Beware of unintended consequences | Shepherd

I asked Ed, my YMCA water-walking buddy a question I’d asked the teens in my Sunday School: What would life be like if everyone practiced the Golden Rule – treat others as you would want to be treated?

We talked about the obvious, no police or armies, but I pressed further because my students also had identified no need for Social Security or welfare.

It sounded utopian, but then Ed threw a wrench in the works – he suggested that it is only through adversity and trials that we grow and mature, so everyone following the Golden Rule might not be a good thing.

We had stumbled upon The Law of Unintended Consequences – and a case for criticism of many well-intended government programs. As the critics see it, unintended consequences can add so much to the cost of a government program that the program is useless, even if it reaches its goal.

Welfare was cited. Its purpose was to provide assistance in times of temporary hardship and then to motivate individuals to return to economic self-sufficiency.

But, the unintended consequence is that many welfare recipients prefer the free handout to the rigors of work.
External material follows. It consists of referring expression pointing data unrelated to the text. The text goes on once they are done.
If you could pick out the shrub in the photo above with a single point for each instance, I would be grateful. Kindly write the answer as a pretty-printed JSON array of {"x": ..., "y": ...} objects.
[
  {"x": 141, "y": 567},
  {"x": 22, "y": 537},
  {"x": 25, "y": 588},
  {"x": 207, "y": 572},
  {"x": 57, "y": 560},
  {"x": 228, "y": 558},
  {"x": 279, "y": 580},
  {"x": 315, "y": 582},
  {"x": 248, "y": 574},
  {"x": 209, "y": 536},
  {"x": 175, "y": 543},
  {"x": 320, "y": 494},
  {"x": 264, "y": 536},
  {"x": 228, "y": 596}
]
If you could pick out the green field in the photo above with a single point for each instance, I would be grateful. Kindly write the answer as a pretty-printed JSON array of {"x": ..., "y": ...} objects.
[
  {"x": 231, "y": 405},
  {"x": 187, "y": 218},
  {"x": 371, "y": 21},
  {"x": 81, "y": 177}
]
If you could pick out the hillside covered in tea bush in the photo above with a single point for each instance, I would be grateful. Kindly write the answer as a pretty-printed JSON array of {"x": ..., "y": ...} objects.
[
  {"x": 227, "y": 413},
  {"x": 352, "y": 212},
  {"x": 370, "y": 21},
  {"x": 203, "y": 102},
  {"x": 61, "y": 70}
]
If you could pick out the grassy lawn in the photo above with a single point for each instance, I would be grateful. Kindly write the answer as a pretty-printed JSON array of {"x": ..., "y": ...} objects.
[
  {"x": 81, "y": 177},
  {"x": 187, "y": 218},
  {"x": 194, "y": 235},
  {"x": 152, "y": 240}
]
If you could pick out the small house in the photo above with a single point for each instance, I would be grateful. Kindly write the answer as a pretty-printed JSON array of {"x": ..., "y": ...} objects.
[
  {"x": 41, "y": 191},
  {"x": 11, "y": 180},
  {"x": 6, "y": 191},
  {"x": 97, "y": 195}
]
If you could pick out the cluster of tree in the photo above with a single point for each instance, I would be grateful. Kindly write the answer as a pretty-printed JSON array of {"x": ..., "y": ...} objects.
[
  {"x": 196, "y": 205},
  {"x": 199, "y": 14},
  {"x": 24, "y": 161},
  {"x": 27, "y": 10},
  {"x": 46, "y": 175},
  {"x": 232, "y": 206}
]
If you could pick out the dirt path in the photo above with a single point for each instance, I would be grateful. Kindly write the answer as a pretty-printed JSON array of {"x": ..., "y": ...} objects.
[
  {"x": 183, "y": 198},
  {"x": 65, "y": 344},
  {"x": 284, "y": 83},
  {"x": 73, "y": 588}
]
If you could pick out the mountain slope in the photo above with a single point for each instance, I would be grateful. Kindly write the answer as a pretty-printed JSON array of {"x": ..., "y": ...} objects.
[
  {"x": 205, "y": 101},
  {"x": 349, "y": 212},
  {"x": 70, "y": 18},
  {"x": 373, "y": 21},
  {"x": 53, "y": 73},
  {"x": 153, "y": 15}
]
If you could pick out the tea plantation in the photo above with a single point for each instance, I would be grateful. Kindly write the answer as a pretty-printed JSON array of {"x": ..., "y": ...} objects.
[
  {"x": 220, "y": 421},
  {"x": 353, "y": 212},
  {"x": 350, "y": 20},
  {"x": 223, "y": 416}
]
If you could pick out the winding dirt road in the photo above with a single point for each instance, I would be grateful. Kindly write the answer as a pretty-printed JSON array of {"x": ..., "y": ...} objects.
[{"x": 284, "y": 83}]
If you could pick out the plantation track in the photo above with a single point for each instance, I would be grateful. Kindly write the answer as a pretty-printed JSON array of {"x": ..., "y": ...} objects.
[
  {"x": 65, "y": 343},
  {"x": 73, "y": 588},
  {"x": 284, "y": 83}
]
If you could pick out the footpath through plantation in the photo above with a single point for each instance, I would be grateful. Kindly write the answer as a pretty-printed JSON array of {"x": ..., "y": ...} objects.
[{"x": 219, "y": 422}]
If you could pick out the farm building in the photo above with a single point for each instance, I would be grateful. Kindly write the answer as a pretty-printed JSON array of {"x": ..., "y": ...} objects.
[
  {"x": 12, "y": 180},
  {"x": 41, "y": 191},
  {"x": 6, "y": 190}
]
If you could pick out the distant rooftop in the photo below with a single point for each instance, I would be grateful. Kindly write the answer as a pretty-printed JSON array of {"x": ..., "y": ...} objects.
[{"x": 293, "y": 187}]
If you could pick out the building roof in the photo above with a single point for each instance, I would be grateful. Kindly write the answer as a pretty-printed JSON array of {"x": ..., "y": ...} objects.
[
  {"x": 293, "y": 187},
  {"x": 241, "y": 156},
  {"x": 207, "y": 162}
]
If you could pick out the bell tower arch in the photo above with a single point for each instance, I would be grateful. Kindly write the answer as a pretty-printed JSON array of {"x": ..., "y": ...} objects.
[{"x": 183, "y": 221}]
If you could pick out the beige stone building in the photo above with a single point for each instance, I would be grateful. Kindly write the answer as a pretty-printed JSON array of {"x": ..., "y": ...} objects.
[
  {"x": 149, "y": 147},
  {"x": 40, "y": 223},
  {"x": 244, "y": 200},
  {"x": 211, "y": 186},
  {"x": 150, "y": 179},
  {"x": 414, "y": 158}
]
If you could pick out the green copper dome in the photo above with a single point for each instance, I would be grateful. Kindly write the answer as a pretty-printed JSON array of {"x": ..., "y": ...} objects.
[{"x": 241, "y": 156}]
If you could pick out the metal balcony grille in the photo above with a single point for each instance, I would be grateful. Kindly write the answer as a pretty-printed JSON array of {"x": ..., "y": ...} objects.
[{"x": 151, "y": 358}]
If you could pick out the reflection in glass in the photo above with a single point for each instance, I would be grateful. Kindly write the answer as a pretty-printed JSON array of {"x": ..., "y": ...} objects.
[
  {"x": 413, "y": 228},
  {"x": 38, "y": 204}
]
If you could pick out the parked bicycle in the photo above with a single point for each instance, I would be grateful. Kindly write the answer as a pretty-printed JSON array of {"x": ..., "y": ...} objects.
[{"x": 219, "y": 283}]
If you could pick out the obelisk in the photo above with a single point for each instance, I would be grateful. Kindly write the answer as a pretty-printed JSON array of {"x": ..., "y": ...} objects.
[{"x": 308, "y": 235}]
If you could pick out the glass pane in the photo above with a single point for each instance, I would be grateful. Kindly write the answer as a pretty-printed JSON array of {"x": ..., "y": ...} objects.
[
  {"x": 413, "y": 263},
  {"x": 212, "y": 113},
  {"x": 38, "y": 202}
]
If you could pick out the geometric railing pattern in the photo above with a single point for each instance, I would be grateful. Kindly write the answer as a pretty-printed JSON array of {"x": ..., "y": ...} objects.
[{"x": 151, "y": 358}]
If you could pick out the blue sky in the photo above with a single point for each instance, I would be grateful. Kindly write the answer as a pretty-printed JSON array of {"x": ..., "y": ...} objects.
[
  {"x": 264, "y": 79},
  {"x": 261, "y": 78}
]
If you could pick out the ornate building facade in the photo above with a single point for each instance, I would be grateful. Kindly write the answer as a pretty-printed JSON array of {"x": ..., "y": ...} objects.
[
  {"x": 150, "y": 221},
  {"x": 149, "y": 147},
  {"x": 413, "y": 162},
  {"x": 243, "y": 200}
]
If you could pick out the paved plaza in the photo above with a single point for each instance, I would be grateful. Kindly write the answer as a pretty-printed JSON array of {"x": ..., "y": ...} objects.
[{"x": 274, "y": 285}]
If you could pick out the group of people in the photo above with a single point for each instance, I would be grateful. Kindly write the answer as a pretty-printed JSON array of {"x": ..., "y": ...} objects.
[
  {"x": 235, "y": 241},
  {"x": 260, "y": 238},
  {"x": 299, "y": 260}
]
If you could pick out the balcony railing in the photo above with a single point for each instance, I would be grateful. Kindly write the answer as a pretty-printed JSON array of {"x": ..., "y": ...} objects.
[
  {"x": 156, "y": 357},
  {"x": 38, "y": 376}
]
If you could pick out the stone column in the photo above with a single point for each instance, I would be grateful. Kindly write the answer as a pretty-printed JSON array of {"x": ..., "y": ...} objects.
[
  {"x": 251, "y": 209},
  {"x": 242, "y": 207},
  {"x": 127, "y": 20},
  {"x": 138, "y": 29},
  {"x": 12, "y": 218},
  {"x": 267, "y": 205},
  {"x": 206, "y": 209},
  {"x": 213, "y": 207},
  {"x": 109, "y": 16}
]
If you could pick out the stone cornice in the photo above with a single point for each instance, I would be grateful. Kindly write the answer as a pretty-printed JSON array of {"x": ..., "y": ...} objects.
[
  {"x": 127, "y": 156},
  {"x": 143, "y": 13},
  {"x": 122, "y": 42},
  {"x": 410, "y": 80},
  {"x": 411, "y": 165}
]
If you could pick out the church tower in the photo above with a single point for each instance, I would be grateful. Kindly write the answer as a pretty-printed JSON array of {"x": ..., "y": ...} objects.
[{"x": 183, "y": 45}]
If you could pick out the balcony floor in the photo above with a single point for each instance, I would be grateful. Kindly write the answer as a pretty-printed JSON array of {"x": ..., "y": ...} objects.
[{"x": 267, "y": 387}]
In my North Auburn neighborhood, for instance, there are generations of welfare families who have never been taught the work ethic that might free them from the welfare trap.

Recently the government has been pumping money into the economy at an unprecedented rate, bailing out and regulating industries never before subject to government interference.

In years to come the results will be evident – you can’t pump that much money into the system without paying the future “inflation piper.” But some realtors already have seen an unintended consequence: buyers waiting for the Fed to lower interest rates so they can have their slice of the bailout pie.

Punishing those greedy AIG execs sounds good on paper, but look carefully, a “UC” may be lying in wait.